= List of mergers in Miyagi Prefecture =

Here is a list of mergers in Miyagi Prefecture, Japan since the Heisei era.

==Mergers from April 1, 1999 to Present==
- On April 1, 2003 - the towns of Miyazaki, Nakaniida, and Onoda (all from Kami District) were merged to create the town of Kami.
- On April 1, 2005 - the towns of Naruse and Yamoto (both from Monou District) were merged to create the city of Higashimatsushima.
- On April 1, 2005 - the towns of Ichihasama, Kannari, Kurikoma, Semine, Shiwahime, Takashimizu, Tsukidate, Uguisuzawa and Wakayanagi, and the village of Hanayama (all from Kurihara District) was merged to create the city of Kurihara. Kurihara District was dissolved as a result of this merger.
- On April 1, 2005 - the towns of Hasama, Ishikoshi, Minamikata, Nakada, Toyoma, Towa, Toyosato and Yoneyama (all from Tome District), and the town of Tsuyama (from Motoyoshi District), were merged to create the city of Tome. Tome District was dissolved as a result of this merger.
- On April 1, 2005 - the old city of Ishinomaki absorbed the towns of Kahoku, Kanan, Kitakami, Monou and Ogatsu (all from Monou District), and the town of Oshika (from Oshika District) to create the new and expanded city of Ishinomaki. Monou District was dissolved as a result of this merger.
- On October 1, 2005 - the towns of Shizugawa and Utatsu (both from the Motoyoshi District) were merged to create the town of Minamisanriku.

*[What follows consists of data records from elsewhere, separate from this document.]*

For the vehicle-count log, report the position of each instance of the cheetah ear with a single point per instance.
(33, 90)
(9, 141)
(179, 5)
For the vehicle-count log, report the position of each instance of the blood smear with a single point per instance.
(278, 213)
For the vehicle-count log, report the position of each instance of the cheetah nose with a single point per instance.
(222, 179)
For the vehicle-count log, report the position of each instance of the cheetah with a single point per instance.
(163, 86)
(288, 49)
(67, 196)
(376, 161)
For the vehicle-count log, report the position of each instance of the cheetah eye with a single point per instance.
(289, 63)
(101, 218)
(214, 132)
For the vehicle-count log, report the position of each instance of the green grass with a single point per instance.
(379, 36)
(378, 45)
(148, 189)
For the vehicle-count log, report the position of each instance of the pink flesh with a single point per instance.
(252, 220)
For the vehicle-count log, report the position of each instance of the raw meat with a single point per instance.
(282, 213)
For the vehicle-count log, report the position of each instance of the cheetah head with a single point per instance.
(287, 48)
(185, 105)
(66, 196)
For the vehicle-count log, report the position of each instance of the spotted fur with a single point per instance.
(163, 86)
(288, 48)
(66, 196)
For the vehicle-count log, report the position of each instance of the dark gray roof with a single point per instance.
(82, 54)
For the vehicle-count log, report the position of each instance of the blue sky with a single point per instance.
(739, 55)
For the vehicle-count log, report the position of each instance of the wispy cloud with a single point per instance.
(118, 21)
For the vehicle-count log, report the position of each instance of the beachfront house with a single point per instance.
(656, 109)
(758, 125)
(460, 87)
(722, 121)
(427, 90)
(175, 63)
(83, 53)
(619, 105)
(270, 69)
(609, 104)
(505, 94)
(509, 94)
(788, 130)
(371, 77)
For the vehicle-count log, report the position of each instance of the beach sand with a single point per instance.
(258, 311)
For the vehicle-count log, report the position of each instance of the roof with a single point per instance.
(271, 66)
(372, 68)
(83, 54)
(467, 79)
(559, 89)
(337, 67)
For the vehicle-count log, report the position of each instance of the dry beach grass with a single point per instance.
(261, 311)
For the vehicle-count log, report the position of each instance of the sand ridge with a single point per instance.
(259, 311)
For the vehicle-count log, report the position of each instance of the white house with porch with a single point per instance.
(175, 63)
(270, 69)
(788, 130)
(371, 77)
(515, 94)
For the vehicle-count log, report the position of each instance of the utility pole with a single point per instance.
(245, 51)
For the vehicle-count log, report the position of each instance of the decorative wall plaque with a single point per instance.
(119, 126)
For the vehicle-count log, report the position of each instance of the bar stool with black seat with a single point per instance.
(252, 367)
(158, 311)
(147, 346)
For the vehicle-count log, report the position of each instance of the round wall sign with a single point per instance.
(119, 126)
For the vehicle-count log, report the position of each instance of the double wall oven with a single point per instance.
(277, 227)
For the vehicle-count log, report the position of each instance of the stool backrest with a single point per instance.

- On January 1, 2006 - the towns of Kogota and Nangō (both from Tōda District) were merged to create the town of Misato.
- On March 31, 2006 - the old city of Kesennuma absorbed the town of Karakuwa (from Motoyoshi District) to create the new and expanded city of Kesennuma.
- On March 31, 2006 - the city of Furukawa absorbed the towns of Iwadeyama and Naruko (both from Tamatsukuri District), the towns of Kashimadai, Matsuyama and Sanbongi (all from Shida District), and the town of Tajiri (from Tōda District) to create the city of Ōsaki. Tamatsukuri District and Shida District were both dissolved as a result of this merger.
- On September 1, 2009 - the town of Motoyoshi (from Motoyoshi District) was merged into the expanded city of Kesennuma.